Chromatin StructureDevelopmental Biology & Stem CellsDNA Methylation and HydroxymethylationHistone Modifications

Frog Eyes Might Be the Key to Retinal Regeneration

Frog Eyes Might Be Key to Retinal RegenerationOften said to be the windows to the soul, our eyes are one of the main ways we perceive the world around us. Vision loss, whether due to aging or injury, can be devastating and often hinders the ability to work, leading to economic stress [1]. Current treatments for vision loss either involve slowing the rate of vision degeneration or performing invasive surgery to transplant cells into the eye [2]. The authors of a new study, Dvoriantchikova and colleagues, however, suggest exploring a new therapeutic avenue that would hopefully lead to a full restoration of vision by non-invasive surgery based on the surprising biology of amphibians and fish.

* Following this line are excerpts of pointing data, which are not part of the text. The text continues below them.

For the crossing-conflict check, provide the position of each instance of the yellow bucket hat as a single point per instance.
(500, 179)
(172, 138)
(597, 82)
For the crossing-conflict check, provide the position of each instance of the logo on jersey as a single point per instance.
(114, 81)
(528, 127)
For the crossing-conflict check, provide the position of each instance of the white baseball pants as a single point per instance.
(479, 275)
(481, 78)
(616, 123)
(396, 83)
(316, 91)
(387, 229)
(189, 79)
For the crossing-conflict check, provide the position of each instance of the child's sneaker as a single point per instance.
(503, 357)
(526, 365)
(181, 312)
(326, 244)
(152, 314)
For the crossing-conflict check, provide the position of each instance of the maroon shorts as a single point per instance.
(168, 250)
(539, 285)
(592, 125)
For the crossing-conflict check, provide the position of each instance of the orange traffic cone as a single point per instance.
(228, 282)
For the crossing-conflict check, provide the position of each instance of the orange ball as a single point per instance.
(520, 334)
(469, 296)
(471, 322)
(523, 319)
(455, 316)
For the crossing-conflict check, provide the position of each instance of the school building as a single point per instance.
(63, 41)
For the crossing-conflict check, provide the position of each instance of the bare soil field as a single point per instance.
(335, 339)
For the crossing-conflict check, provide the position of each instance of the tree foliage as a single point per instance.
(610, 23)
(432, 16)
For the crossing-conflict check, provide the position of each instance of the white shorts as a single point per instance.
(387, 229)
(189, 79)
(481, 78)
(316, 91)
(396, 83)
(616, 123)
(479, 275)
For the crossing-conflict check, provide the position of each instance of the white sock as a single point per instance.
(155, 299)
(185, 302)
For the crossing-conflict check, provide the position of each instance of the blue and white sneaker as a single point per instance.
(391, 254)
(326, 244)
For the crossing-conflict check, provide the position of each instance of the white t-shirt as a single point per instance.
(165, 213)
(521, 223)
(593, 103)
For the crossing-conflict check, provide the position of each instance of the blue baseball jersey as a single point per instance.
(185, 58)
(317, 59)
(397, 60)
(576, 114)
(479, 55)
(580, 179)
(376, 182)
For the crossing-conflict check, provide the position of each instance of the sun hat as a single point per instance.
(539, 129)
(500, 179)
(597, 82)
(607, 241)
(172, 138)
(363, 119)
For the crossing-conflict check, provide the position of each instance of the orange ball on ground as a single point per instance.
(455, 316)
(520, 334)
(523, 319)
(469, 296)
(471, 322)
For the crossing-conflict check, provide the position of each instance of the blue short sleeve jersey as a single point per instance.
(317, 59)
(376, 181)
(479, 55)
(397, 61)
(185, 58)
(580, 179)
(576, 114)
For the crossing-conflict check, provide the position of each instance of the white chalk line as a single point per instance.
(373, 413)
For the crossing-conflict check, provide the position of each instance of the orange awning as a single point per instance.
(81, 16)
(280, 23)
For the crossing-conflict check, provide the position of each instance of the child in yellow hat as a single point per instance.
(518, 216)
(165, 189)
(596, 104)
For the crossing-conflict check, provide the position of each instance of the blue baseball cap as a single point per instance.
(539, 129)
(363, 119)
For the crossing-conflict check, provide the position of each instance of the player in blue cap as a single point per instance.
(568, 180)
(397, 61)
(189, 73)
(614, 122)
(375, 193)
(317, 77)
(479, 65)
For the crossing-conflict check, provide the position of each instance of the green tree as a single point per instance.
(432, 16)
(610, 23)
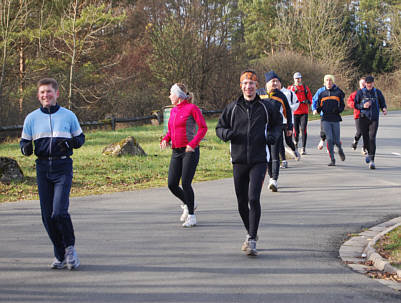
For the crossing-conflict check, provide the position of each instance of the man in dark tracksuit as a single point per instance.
(369, 101)
(250, 124)
(331, 103)
(55, 131)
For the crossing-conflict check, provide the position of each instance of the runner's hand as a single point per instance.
(189, 149)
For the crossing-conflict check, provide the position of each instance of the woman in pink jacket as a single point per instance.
(185, 141)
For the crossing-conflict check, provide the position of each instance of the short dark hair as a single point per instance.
(48, 81)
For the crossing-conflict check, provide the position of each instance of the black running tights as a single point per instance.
(248, 182)
(183, 166)
(369, 131)
(301, 121)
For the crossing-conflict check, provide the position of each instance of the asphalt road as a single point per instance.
(133, 249)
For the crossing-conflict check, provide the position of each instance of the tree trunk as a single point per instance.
(21, 77)
(74, 50)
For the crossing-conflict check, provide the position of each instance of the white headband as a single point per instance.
(176, 90)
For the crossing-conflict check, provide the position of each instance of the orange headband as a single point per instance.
(249, 76)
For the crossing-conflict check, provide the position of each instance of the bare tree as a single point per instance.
(79, 32)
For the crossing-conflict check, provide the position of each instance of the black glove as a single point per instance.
(270, 140)
(27, 148)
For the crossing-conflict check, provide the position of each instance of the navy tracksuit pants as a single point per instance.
(54, 178)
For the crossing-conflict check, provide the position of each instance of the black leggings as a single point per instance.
(322, 132)
(288, 141)
(183, 166)
(358, 133)
(369, 131)
(301, 121)
(248, 182)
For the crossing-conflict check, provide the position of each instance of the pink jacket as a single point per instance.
(182, 126)
(351, 103)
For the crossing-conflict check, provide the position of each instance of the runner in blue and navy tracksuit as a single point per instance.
(331, 103)
(369, 101)
(55, 131)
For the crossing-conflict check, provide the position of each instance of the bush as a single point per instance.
(390, 85)
(286, 63)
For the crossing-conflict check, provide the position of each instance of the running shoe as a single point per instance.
(296, 155)
(251, 249)
(71, 258)
(57, 264)
(273, 185)
(190, 221)
(341, 154)
(244, 246)
(184, 212)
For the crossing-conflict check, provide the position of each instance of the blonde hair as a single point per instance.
(329, 77)
(190, 95)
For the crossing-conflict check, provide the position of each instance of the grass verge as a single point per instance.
(389, 247)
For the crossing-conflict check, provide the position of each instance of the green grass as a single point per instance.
(95, 173)
(389, 246)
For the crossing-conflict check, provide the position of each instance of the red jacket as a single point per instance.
(182, 126)
(304, 99)
(351, 103)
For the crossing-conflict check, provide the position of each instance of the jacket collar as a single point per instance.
(50, 110)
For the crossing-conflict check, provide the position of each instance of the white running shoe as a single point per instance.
(57, 264)
(273, 185)
(190, 221)
(296, 155)
(184, 213)
(71, 258)
(251, 249)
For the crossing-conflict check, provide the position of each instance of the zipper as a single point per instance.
(173, 130)
(248, 136)
(51, 133)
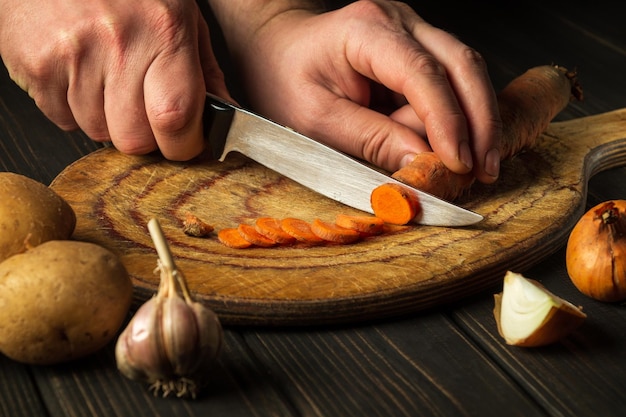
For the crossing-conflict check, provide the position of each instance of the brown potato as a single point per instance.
(30, 213)
(60, 301)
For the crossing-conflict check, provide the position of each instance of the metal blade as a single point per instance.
(313, 164)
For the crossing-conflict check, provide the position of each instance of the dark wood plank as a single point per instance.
(421, 366)
(239, 386)
(19, 395)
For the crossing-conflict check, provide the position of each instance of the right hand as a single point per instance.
(131, 72)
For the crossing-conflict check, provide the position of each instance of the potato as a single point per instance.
(30, 214)
(60, 301)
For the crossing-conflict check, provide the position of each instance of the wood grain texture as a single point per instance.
(528, 214)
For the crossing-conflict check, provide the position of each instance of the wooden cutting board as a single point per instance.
(528, 213)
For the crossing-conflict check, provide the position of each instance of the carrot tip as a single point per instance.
(394, 203)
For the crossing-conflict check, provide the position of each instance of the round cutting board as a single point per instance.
(528, 214)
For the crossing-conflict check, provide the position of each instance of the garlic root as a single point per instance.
(172, 340)
(529, 315)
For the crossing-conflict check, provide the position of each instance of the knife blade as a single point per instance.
(229, 128)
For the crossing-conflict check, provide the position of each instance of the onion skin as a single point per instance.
(596, 252)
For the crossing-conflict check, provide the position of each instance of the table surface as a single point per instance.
(444, 361)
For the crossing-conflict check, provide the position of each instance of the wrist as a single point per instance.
(243, 21)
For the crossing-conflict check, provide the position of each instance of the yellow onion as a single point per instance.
(596, 252)
(172, 340)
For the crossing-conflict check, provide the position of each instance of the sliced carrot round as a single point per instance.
(334, 233)
(394, 203)
(367, 225)
(232, 238)
(301, 230)
(270, 228)
(250, 234)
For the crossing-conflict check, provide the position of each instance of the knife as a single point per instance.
(311, 163)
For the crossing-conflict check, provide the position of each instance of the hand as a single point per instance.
(131, 72)
(376, 81)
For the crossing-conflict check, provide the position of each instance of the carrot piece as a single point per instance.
(301, 230)
(232, 238)
(394, 203)
(527, 106)
(366, 225)
(270, 228)
(249, 233)
(334, 233)
(428, 173)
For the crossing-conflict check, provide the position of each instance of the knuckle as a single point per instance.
(426, 64)
(169, 117)
(473, 58)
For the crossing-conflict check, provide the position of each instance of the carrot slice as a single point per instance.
(249, 233)
(366, 225)
(232, 238)
(270, 228)
(394, 203)
(334, 233)
(301, 230)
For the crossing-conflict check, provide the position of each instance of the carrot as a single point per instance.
(193, 226)
(232, 238)
(334, 233)
(301, 230)
(250, 234)
(270, 228)
(394, 203)
(527, 106)
(366, 225)
(428, 173)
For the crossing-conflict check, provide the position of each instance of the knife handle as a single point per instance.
(217, 118)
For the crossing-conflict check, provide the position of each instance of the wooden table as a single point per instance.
(444, 361)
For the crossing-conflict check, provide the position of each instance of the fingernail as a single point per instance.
(465, 155)
(407, 159)
(492, 162)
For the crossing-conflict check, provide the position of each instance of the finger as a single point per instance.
(125, 113)
(370, 135)
(468, 75)
(407, 68)
(213, 75)
(49, 91)
(406, 116)
(85, 96)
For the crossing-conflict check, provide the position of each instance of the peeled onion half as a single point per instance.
(529, 315)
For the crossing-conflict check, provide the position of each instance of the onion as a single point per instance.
(529, 315)
(596, 252)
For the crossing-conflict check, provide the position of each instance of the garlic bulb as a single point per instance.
(172, 340)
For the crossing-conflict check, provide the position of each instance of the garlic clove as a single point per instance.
(138, 351)
(180, 336)
(529, 315)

After an eye injury, adult amphibians and fish can reprogram their retinal pigment epithelial (RPE) cells and Muller glia cells to produce retinal progenitor cells – cells that have the capacity to develop into new retinal cells [3]. Mammalian RPE cells and Muller glia, however, do not have this regenerative ability [4]. Recent research has shown that epigenetic changes are involved in reprogramming these cells in fish and frogs after injury [4]. Dvoriantchikova and colleagues, therefore, assessed the epigenetic landscape in adult RPE cells from mice, which are mammals, to assess where adult mammalian RPE cells differ from amphibian ones, thus potentially identifying mechanisms and molecular pathways that could be therapeutically targeted in mammals to allow for retinal regeneration.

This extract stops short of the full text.